Ukrainians began voting on Sunday in an election expected to thrust a comedian with no prior political experience into the presidency of a country at war and hungry for change.

At stake is the leadership of a country on the frontline of the West’s standoff with Russia following the 2014 Maidan street protests and the annexation of Crimea.

Surveys make Volodymyr Zelenskiy, who plays a fictitious president in a TV series, the overwhelming favourite to defeat incumbent Petro Poroshenko, whose popularity has been dragged down by patchy efforts to tackle corruption and sliding living standards.

Both men – who traded insults and accusations in a rowdy debate in a soccer stadium in Kiev on Friday – have pledged to keep Ukraine on a pro-Western course.

But a victory for Zelenskiy in Sunday’s second-round runoff would nonetheless be a dramatic departure in a country where previous presidential elections since independence were won by experienced politicians including three former prime ministers.

Investors are seeking reassurances that whoever wins will accelerate reforms needed to attract foreign investment and keep the country in an International Monetary Fund programme that has supported Ukraine through war, recession and a currency plunge.

Zelenskiy’s unorthodox campaign relied heavily on quirky social media posts and comedy gigs instead of traditional rallies and leafletting.

He has also promised to fight corruption, a message that has resonated with Ukrainians who are fed up with politics as usual in a country of 42 million people that remains one of Europe’s poorest nearly three decades after winning independence from the Soviet Union.

An opinion poll by the KIIS research firm on Tuesday showed Zelenskiy with 72 percent of the vote and Poroshenko with 25 percent. Last week a different survey put them on 61 percent and 24 percent respectively.


Zelenskiy’s rise comes at a time of a political upheaval in many parts of the world, from Brexit to the election of U.S. President Donald Trump, the 5-Star Movement in Italy – also inspired by a comedian – and the rise of the far right there, in France and in Spain.

Just 9 percent of Ukrainians have confidence in their national government, the lowest of any electorate in the world, according to a Gallup poll published in March.

“I think the top election issue is frustration with the status quo,” said Mary O’Hagan, Ukraine Resident Senior Director of the National Democratic Institute (NDI).

Poroshenko was elected amid high hopes for change after the Maidan protests. O’Hagan says he inherited a difficult situation in 2014 and implemented many reforms but has not convinced voters that he is serious about tackling corruption.

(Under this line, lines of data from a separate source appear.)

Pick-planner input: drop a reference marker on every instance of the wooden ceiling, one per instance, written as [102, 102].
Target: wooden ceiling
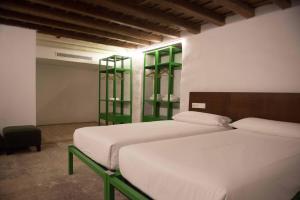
[130, 24]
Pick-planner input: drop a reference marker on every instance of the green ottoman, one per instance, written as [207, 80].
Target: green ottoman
[21, 136]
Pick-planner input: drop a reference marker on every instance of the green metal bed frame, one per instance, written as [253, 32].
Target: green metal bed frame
[116, 71]
[113, 180]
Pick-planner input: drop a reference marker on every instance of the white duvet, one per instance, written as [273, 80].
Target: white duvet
[102, 143]
[229, 165]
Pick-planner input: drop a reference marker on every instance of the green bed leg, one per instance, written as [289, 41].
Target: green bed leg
[70, 162]
[109, 192]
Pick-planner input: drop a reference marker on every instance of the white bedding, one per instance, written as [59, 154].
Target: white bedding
[229, 165]
[102, 143]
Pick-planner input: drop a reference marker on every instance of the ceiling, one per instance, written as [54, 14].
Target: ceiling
[129, 24]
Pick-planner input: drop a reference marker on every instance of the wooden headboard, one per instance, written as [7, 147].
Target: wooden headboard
[238, 105]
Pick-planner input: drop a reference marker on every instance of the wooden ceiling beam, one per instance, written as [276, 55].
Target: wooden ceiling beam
[66, 34]
[282, 3]
[193, 9]
[237, 6]
[70, 27]
[41, 11]
[147, 13]
[104, 14]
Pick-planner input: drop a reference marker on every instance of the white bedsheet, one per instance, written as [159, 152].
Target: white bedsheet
[238, 165]
[102, 143]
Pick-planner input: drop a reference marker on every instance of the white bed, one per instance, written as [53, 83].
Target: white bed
[102, 143]
[230, 165]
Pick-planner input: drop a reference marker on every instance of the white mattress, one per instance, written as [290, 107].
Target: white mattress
[229, 165]
[102, 143]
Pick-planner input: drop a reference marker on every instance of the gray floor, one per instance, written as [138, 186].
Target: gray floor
[31, 175]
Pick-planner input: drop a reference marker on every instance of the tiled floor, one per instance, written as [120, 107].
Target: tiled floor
[31, 175]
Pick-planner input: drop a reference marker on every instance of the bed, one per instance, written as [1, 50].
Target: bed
[235, 164]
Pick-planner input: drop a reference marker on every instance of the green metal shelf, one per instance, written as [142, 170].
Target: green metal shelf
[113, 70]
[157, 101]
[115, 117]
[110, 68]
[119, 101]
[157, 68]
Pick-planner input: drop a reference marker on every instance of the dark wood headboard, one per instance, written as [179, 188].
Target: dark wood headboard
[238, 105]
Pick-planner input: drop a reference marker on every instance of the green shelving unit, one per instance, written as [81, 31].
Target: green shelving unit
[112, 101]
[155, 69]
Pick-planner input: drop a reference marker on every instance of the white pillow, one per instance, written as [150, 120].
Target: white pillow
[271, 127]
[202, 118]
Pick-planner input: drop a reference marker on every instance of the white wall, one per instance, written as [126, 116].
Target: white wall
[261, 54]
[17, 76]
[66, 92]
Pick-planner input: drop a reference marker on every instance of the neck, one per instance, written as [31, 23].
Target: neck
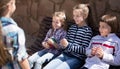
[7, 14]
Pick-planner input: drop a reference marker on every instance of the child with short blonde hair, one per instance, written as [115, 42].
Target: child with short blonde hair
[11, 29]
[51, 42]
[75, 43]
[104, 48]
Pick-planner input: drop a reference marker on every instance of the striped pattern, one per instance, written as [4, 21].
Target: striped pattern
[78, 38]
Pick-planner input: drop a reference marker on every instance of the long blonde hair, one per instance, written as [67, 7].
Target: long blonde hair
[3, 6]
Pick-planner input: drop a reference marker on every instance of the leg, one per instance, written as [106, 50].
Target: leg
[32, 59]
[45, 58]
[70, 63]
[83, 68]
[55, 62]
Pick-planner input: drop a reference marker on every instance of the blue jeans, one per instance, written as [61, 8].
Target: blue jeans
[64, 62]
[32, 59]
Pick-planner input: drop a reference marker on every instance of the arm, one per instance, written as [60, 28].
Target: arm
[21, 44]
[112, 59]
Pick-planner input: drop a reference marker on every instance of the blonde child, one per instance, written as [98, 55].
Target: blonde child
[77, 39]
[51, 42]
[11, 29]
[104, 48]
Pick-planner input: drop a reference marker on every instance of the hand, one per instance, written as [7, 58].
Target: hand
[50, 41]
[45, 44]
[64, 42]
[93, 51]
[99, 52]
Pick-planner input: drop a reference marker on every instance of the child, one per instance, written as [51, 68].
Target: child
[51, 42]
[77, 39]
[11, 29]
[104, 47]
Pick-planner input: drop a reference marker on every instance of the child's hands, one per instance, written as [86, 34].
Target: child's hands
[50, 41]
[64, 42]
[93, 51]
[99, 52]
[45, 44]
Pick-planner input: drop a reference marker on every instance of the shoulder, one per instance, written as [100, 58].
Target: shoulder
[96, 37]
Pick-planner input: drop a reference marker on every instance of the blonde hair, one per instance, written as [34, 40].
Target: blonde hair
[3, 6]
[4, 55]
[112, 21]
[84, 9]
[62, 16]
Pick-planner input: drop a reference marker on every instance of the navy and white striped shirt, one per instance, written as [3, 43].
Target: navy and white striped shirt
[78, 38]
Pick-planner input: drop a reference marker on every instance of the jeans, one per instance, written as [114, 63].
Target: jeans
[32, 59]
[64, 62]
[45, 58]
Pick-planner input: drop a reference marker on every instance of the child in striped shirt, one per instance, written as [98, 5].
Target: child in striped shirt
[75, 43]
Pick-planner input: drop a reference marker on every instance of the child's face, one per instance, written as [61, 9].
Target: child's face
[56, 22]
[104, 29]
[12, 6]
[77, 16]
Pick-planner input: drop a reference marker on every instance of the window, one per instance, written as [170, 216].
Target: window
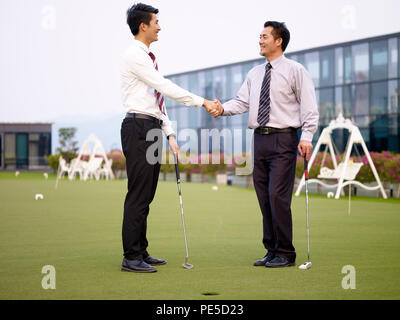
[379, 133]
[1, 150]
[33, 150]
[44, 147]
[393, 58]
[326, 106]
[379, 98]
[236, 80]
[311, 61]
[393, 97]
[219, 79]
[326, 67]
[360, 62]
[10, 151]
[347, 101]
[22, 150]
[338, 101]
[360, 105]
[339, 65]
[379, 60]
[209, 85]
[347, 65]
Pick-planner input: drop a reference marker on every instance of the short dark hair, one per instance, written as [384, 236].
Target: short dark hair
[137, 14]
[280, 31]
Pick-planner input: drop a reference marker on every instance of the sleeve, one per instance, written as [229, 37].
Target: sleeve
[167, 124]
[305, 94]
[239, 104]
[142, 66]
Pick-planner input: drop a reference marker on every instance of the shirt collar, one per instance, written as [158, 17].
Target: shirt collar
[274, 63]
[142, 45]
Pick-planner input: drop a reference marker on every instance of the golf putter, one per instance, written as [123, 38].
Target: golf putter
[186, 265]
[306, 265]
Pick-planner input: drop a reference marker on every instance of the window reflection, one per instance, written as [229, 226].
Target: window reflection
[327, 68]
[360, 62]
[311, 62]
[339, 65]
[379, 99]
[393, 58]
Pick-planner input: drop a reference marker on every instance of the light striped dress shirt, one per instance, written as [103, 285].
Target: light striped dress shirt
[293, 102]
[140, 80]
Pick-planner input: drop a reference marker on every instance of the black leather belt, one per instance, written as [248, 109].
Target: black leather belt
[144, 116]
[269, 130]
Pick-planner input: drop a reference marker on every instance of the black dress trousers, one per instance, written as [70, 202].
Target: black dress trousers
[274, 172]
[142, 183]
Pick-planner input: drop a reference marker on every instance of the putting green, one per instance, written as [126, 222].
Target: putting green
[77, 229]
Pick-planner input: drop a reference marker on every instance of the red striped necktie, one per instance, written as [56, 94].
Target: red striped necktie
[160, 97]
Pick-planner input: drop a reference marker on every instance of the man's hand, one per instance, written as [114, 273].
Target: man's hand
[305, 149]
[173, 145]
[213, 107]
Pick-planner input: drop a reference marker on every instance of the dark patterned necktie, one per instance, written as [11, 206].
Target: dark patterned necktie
[159, 96]
[265, 101]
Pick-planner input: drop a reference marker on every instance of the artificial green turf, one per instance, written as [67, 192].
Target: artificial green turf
[77, 229]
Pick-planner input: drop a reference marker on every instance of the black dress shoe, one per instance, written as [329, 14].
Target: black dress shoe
[279, 262]
[136, 266]
[154, 261]
[268, 257]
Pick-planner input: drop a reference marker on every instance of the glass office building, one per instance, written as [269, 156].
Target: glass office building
[24, 146]
[359, 79]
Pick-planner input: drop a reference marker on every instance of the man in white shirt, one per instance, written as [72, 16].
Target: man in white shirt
[143, 90]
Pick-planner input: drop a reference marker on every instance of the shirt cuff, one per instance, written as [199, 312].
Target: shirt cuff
[307, 136]
[198, 101]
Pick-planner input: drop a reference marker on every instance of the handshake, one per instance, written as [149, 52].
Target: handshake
[213, 107]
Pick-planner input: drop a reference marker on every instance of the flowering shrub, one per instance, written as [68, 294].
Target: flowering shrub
[387, 165]
[118, 158]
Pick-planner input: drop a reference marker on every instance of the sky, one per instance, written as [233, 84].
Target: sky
[59, 59]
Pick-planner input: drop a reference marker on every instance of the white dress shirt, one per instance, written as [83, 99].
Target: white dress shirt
[293, 102]
[140, 80]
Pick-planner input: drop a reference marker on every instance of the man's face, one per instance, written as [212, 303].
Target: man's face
[153, 29]
[268, 44]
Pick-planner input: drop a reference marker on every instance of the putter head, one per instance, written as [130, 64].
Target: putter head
[187, 265]
[305, 265]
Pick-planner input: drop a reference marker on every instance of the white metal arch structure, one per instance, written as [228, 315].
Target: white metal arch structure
[347, 170]
[92, 168]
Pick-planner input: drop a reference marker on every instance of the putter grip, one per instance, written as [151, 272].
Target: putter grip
[305, 168]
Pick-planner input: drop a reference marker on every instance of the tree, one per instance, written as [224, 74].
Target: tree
[68, 146]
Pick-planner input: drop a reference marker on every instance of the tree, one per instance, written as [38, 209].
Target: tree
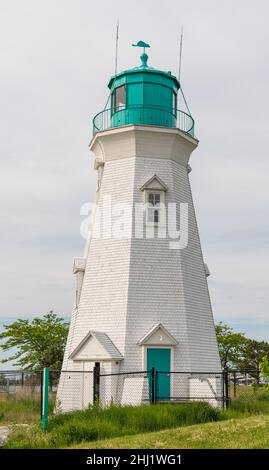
[38, 343]
[253, 353]
[231, 345]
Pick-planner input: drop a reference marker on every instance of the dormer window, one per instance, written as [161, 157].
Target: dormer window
[153, 207]
[155, 190]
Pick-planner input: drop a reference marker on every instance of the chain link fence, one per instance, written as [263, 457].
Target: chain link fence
[77, 389]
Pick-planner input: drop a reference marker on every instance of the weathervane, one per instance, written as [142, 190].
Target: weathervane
[144, 56]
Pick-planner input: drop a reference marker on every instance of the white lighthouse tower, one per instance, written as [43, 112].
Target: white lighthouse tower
[142, 297]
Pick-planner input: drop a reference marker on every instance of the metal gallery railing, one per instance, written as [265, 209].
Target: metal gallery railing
[145, 115]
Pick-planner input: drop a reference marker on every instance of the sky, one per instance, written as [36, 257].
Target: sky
[56, 60]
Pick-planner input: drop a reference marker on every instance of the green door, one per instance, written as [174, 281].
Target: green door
[160, 359]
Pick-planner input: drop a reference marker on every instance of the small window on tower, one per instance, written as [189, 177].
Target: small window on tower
[119, 98]
[153, 207]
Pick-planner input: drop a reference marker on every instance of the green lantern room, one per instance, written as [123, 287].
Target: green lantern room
[143, 96]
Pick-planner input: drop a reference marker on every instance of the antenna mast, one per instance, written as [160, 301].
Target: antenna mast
[180, 54]
[117, 42]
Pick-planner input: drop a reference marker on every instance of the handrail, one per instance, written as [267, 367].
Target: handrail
[148, 115]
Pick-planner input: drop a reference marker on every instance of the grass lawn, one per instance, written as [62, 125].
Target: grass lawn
[239, 433]
[21, 408]
[194, 425]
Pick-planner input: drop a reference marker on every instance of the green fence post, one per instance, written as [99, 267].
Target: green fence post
[45, 398]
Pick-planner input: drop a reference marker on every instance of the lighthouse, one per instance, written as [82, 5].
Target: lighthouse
[141, 299]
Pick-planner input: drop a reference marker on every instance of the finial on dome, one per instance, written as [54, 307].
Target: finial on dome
[144, 56]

“I think it is fair to say that public opinion has not regarded the current set-up as a sufficient step forward from what there was before, to justify the many sacrifices that people have made following the revolution, in terms of living standards, security, loss of life, displacement,” she said.

Zelenskiy remains something of an unknown quantity and faces scrutiny over his ties to a powerful oligarch who would like to see Poroshenko out of power.

Poroshenko has sought to portray his opponent as a buffoonish populist whose incompetence would leave Ukraine vulnerable to Russia. Ukrainian troops have battled Kremlin-backed separatist fighters since 2014 in a conflict in the eastern Donbass region that has killed 13,000 people despite a notional ceasefire.

Poroshenko secured visa-free travel for Ukrainians to European Union countries. He implemented some reforms, helped establish a national Orthodox Church independent from Moscow, and successfully lobbied the West to keep sanctions on Russia.

But critics say the pace of change has not matched the expectations of the protest movement. Poroshenko also did not keep to a pledge to end the war in the east within weeks.

“I’m just an ordinary person who has come to break the system. I’m the result of your mistakes and promises,” Zelenskiy said during the stadium debate.

Poroshenko has described his opponent as “giggling, inexperienced, weak, ideologically amorphous”. But he has struck a contrite tone since the first round of the election, apologising for mistakes and promising to be more transparent.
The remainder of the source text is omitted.